Au Québec, Serge Mongeau fait figure de pionnier. Son livre y est un best seller. Il donne des conférences un peu partout dans la région et est très médiatisé.
En Suisse et en France, des initiatives bourgeonnent un peu partout sans qu'il n'existe un centre névralgique pour les centraliser ou les mettre en réseau comme c'est le cas du RQSV (Réseau Québécois pour la Simplicité Volontaire) au Québec
http://www.simplicitevolontaire.org/ .
En Belgique (francophone) jusqu'en 2005, la simplicité volontaire était pratiquement inconnue. L'association "Les Amis de la Terre" ont organisé des conférences sur le sujet, ce qui a permis de créer une bonne dizaines de groupes, principalement dans les régions de Liège et de Namur.

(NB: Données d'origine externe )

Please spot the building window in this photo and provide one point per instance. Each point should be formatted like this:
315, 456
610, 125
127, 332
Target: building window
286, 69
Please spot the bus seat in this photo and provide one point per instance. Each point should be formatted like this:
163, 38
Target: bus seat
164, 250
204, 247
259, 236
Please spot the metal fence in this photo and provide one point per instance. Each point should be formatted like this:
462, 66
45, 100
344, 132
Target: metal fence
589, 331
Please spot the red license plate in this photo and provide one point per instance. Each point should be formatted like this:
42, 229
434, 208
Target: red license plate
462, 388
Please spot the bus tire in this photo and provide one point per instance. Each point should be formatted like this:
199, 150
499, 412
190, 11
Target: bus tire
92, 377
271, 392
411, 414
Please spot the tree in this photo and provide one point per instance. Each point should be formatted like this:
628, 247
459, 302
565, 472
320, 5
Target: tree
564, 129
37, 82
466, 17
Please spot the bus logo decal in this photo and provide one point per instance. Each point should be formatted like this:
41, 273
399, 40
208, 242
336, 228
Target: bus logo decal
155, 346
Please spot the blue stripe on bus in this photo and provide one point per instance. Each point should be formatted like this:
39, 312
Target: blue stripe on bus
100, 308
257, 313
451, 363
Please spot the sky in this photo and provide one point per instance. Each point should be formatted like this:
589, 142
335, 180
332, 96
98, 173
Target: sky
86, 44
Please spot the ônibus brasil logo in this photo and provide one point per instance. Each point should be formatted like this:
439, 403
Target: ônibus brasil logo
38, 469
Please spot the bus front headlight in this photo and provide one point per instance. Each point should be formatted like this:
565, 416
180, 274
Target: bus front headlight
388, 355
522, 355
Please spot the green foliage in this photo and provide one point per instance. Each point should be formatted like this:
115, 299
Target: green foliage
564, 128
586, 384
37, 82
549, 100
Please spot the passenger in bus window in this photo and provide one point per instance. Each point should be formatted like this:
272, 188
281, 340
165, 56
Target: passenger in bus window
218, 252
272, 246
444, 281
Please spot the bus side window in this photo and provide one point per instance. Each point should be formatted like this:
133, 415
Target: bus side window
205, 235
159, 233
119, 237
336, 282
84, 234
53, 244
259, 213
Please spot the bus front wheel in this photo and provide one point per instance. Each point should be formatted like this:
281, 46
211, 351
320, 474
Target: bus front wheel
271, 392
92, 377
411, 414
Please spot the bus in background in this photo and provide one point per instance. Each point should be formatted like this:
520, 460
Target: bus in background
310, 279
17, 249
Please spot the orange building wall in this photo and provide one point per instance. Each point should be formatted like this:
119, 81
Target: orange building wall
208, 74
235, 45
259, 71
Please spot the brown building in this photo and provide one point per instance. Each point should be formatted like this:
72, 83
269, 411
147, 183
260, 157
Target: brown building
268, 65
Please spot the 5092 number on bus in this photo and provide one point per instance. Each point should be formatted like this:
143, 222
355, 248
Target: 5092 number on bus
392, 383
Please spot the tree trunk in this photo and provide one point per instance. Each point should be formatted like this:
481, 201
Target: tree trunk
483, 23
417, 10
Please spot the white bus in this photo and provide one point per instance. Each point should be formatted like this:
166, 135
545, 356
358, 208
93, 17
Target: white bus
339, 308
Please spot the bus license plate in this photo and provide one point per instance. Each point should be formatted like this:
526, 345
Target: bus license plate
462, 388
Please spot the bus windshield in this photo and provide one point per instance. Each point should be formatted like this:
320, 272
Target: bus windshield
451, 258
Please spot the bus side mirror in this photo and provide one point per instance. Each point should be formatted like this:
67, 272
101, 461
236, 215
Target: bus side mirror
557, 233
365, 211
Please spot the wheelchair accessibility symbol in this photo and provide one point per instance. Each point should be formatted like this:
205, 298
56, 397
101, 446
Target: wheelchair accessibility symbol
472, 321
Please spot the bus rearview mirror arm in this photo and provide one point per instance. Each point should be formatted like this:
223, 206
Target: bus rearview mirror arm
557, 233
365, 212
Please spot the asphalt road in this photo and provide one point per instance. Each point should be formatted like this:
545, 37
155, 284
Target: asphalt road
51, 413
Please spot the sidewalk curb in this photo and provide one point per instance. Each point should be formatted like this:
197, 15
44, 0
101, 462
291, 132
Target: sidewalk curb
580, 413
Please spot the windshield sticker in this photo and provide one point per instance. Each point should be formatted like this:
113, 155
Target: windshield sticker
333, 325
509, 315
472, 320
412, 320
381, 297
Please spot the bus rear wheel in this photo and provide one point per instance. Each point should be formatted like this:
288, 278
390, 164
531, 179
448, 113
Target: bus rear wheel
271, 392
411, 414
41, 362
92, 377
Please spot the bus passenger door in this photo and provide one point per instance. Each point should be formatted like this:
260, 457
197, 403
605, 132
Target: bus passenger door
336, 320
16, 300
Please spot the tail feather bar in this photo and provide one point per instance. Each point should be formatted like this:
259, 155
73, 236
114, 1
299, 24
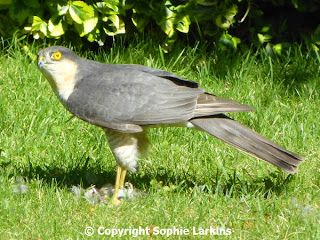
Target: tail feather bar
249, 141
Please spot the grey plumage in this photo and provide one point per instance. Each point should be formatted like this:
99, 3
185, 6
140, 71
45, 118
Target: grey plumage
126, 99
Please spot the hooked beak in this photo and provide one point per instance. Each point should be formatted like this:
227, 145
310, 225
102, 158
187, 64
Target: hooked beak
41, 62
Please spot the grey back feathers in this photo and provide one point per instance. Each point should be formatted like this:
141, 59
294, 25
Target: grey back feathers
125, 98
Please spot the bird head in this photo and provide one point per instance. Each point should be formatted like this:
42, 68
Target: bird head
59, 65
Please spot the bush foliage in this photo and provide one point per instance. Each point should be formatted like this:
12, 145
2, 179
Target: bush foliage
268, 23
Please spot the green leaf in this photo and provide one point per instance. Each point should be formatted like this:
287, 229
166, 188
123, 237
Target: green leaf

http://www.amisdelaterre.be/rubrique.php3?id_rubrique=32
Cependant les valeurs de la simplicité volontaire se répandent. On les rencontre également aux travers :
- des SEL en France et en Belgique
http://fr.wikipedia.org/wiki/Système_d'échanges_locaux
http://selidaire.org/spip/
- des JEU au Québec
http://www.freewebs.com/jeudemontreal/index.html
- des RES ou RERS
http://users.swing.be/ecotopie/res.html
http://fr.ekopedia.org/RERS
et autres initiatives locales en tous genres.